Advocate General Niilo Jääskinen suggests that national data protection legislation applies to search engine providers when they set up an office in a Member State which “orientates its activity” towards the inhabitants of that state, so as to promote and sell advertising space, even if the technical data processing takes place elsewhere.
This is his opinion in Case C-131/12, Google Spain SL and Google Inc v Agencia Española de Protección de Datos, Mario Costeja González. The complainant was aggrieved by the fact that information about a legal process fifteen years ago, which was reported at the time in the newspapers, could still be located with a Google search. The Spanish data protection agency upheld the complaint he made against Google (but not that against the original publisher, as there was a legal justification for publishing the information in the press) and Google appealed to the excellently-named Audiencia National, or national high court, which referred a series of questions to the Court of Justice relating to territorial scope, the legal position of a search engine provider, and the existence of a right to be forgotten.
As far as territorial scope is concerned, the Advocate General says that the primary factor governing the application of the national law is the processing of persona data carried on in the context of the activities of an establishment of the controller on the territory of the Member State concerned. Google claimed that there was no processing of personal data in Spain, and Google Spain merely acted as Google Inc’s commercial representative for its advertising functions. But Mr Jääskinen reckons that the question has to be decided in a way that takes account of the business model of internet search engine providers. They normally rely on keyword advertising, and to make this work they need a presence on national advertising markets. It is therefore appropriate to consider that an establishment processes personal data if it is linked to a service involved in selling targeted advertising to inhabitants of a Member State, even if the technical data processing operations are situated elsewhere. The Advocate General therefore proposes that the Court declare that processing of personal data takes place within the context of a controller’s establishment: national data protection legislation is applicable to a search engine provider when it sets up an office orientated towards the inhabitants of the Member State in which it is based, for the promotion and sale of advertising space on the search engine.
As for the legal position of search engine providers, back in 1995 when the Directive was adopted it was impossible to foresee the sort of arrangements we now have. He does not think that Google should be considered to be a “controller” of personal data appearing on web pages it processes: provision of a tool for locating information does not imply any control over the content included n third party web pages. Indeed, the search engine is not even in a position to distinguish between personal data on those web pages and other data, so the search engine cannot in law or in fact fulfil the obligations of the controller provided in the Directive regarding personal data on source web pages hosted on third party servers.
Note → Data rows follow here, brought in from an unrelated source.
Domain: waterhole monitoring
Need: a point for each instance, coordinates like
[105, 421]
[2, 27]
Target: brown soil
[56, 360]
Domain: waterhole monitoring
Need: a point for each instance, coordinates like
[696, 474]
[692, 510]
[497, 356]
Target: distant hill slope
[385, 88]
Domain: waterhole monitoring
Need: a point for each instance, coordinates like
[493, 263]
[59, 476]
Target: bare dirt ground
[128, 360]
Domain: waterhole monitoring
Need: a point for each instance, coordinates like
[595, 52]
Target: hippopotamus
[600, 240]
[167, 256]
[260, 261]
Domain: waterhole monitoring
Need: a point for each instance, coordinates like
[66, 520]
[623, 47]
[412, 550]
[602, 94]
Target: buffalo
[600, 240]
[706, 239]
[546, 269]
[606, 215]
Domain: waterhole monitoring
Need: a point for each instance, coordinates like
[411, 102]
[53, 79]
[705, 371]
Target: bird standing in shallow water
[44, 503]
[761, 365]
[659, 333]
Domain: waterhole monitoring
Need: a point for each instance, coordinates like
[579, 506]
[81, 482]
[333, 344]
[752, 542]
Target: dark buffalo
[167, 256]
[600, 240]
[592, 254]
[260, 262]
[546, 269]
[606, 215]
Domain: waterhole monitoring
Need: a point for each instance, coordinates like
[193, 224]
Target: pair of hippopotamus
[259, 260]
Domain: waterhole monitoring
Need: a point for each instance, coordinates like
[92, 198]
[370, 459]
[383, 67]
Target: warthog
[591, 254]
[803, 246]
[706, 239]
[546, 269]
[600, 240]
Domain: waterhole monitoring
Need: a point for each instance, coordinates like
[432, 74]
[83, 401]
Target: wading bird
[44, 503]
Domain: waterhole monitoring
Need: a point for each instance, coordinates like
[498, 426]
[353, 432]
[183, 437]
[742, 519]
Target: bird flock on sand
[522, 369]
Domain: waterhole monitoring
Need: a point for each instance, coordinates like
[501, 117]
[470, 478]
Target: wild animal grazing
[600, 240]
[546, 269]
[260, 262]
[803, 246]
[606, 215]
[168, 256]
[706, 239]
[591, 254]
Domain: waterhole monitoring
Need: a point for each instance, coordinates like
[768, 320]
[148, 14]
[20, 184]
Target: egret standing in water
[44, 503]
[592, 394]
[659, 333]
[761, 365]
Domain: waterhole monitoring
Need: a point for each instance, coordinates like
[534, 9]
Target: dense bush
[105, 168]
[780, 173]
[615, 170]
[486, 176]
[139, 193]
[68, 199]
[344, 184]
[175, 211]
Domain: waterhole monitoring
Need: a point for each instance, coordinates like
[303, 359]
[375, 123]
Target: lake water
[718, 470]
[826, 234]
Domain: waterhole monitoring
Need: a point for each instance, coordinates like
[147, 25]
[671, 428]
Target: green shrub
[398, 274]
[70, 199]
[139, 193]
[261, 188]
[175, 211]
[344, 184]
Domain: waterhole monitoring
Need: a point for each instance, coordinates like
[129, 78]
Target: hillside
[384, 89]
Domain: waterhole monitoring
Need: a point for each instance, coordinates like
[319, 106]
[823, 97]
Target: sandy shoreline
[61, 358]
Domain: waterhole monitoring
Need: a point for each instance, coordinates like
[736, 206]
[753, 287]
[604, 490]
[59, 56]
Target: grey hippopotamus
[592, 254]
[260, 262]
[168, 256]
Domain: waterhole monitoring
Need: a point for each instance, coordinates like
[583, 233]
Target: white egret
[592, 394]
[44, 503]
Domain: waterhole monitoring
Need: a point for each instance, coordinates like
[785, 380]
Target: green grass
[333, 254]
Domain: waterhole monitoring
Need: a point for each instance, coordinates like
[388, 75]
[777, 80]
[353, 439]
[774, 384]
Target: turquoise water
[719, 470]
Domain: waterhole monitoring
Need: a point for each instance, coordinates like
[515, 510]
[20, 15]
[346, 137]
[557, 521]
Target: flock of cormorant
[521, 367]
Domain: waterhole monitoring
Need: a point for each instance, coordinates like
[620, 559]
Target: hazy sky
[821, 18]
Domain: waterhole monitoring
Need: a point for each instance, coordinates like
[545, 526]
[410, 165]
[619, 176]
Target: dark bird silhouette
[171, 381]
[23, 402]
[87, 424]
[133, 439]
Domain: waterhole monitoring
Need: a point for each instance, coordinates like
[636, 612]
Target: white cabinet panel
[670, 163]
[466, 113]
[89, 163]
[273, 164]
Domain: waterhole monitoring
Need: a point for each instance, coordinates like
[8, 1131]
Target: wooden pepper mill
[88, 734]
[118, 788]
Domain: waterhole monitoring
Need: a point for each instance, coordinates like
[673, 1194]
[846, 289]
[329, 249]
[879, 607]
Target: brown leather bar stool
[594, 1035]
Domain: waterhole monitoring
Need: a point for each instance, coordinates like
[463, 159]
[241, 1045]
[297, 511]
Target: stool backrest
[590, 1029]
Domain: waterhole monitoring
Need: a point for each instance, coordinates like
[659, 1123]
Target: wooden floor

This means that a national data protection authority cannot require a search engine service provider to withdraw information from its index, except in very special cases – where the service provider has failed to comply with the exclusion codes (which indicate to search engines that the publisher of the page does not want it indexed or stored by them) or where a request regarding an update of cache memory has not been complied with.
Third, there is no general right to be forgotten under the directive, even when that instrument is interpreted in accordance with the Charter of Fundamental Rights of the European Union. The directive does confer rights to rectification, erasure and blocking of data, but these arise where processing does not comply with the provisions of the directive. It also grants any person the right to object at any time, on compelling legitimate grounds relating to his or her particular situation, to the processing of data about them, save as otherwise provided by national legislation. But a mere subjective preference is not a compelling legitimate ground, so the directive does not entitle a person to restrict or terminate dissemination of personal data that they think is harmful or contrary to their interests.
Secondary liability of search engine providers under national law might impose duties amounting to blocking access to third party websites with illegal content. However, requesting search engine service providers to suppress legitimate and legal information that is in the public domain would amount to an interference with freedom of expression, censorship of the content by a private party, which the Advocate General was not prepared to countenance – and neither, one assumes, will the Court of Justice.